Seanad debates

Wednesday, 19 June 2013

Health (Amendment) Bill 2013: Second Stage

 

2:35 pm

Photo of David CullinaneDavid Cullinane (Sinn Fein) | Oireachtas source

I welcome the Minister of State, Deputy Lynch, to the House. We have had several debates on the health service with her over the course of the last number of years. Unfortunately, the Minister for Health has not given of his time to take Second Stage debates on Bills as much as we would like.

I cannot support the Bill. Frankly, if the Minister of State and her Labour Party colleagues were sitting where I am, they would oppose it. This is about increasing charges for public inpatient services. It increases the asset contribution for those who avail of the nursing home support, or fair deal, scheme. It is unreasonable to ask people to pay more for those services when they are getting less. I had a debate in the House with the Minister for Health recently on increased outpatient waiting times in Waterford Regional Hospital where orthopaedics, ophthalmology and ENT represent pressure points. People are waiting for well over the 12 month limit to see a consultant to get into the system. We all accept that when people get into the system, they receive good treatment. Unfortunately, they have to wait very long periods to see a consultant. After they have seen a consultant, they must wait longer again to get the treatment they need. Private patients can get access more quickly although many of them are forced to take out private health insurance. I do not agree with Members who say it is reasonable to increase these charges when we have fewer services, hospitals are overcrowded and staffing has been reduced with a resulting impact on frontline services.

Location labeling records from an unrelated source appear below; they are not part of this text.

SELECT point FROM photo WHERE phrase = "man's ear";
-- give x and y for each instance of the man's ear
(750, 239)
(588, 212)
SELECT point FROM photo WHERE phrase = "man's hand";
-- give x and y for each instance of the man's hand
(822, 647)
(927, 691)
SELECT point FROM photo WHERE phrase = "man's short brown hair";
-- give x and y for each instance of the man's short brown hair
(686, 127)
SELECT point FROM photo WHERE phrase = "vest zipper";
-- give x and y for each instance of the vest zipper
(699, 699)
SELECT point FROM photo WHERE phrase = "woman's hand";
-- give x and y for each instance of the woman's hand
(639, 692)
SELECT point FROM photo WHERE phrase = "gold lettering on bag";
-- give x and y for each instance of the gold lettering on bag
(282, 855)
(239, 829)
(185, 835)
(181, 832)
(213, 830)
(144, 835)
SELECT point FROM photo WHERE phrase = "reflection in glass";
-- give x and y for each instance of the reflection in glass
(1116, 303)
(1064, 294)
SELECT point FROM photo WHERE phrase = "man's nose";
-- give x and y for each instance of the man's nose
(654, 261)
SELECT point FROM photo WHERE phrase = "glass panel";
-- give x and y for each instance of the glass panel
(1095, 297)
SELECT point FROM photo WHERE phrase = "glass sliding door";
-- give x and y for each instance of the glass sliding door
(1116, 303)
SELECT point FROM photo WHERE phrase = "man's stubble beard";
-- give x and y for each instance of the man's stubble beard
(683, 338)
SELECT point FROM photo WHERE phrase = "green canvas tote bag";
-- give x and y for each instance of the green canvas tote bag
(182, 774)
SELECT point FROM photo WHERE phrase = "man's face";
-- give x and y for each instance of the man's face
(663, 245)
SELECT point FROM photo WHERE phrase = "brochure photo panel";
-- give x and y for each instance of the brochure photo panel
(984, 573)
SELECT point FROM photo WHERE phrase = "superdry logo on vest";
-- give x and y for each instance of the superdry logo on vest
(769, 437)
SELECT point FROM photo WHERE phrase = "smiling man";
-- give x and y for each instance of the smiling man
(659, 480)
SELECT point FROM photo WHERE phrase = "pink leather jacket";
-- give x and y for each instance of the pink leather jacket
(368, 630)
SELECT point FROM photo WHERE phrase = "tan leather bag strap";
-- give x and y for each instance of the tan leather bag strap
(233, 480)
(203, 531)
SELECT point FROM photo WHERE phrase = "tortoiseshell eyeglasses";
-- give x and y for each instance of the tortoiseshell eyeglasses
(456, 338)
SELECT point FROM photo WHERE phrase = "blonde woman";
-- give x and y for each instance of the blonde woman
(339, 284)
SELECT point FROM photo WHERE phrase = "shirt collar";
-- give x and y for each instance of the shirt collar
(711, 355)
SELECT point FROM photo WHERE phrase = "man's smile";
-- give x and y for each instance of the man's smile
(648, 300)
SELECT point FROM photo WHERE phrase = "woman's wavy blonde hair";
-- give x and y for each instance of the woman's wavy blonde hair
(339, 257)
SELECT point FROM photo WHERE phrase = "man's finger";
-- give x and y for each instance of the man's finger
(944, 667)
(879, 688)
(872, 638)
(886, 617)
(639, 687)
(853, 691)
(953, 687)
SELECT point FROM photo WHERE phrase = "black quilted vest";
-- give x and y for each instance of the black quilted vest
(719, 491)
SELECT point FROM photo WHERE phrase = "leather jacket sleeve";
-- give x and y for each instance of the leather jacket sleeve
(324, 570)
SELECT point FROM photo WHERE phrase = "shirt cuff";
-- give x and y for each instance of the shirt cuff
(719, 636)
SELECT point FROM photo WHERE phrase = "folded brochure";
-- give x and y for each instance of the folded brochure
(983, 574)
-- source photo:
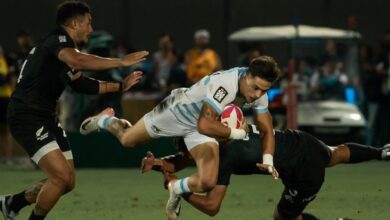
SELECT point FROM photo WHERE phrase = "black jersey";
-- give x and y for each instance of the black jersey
(43, 76)
(293, 149)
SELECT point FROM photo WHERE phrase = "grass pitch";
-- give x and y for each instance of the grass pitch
(358, 191)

There has been a lack of investment in geriatric care facilities and some community nursing units have been closed. Other community nursing units which it was promised would be built, including one in my city, Waterford, have not been provided. The necessary capital funding is not being made available. There is a lack of services across the health sector for public patients, yet we propose to increase charges. It is not the right thing to do. It is being done in a context in which people pay PAYE, PRSI and, more recently, the universal social charge. People are asking why they are paying these charges. The universal social charge was coupled with the health levy. People pay these charges on top of their income tax and then pay for private health insurance, but still have to pay at the gate when they go to hospital. It is not fair to increase the charges.

The Bill seeks to allow the HSE to outsource the management of the scheme. It introduces charges for private patients in public beds in public hospitals, which I agree with. It is outrageous that people who have private health insurance, especially the wealthier in society, are taking up beds in public hospitals for which their insurers are not being charged. Consequently, those customers are not being charged while public patients are not getting the treatments they deserve. I do not have a difficulty with private patients having to pay for the privilege of obtaining services in public hospitals.

The Bill has a number of key aims. The fair deal scheme is currently run by the HSE to provide financial support to 22,000 people in long-term residential care. Currently, individuals contribute 80% of their incomes and 5% of their assets per year, which is fixed at a maximum of three years or 15% for their principal private residence and, in some circumstances, farms and other assets. The Bill seeks to increase the maximum payable proportion of a person's assets from 5% to 7.5% per annum. It abolishes the ability to backdate the entitlement for people in nursing home care before the scheme was commenced, which is particularly unfair. The digest of the Bill sets out that it is not known how many people this change will affect but indicates an approximate figure of 700.

Unfortunately, I cannot support the Bill. There was a great deal more that I wanted to say in that regard. I agree with the changes on the charging of private patients in public beds but cannot not agree with the charges for in-patient services for public patients. The latter will have a disproportionate impact on those on low and middle incomes who have borne the brunt of tax increases and pay cuts. I am not in a position to support that at all.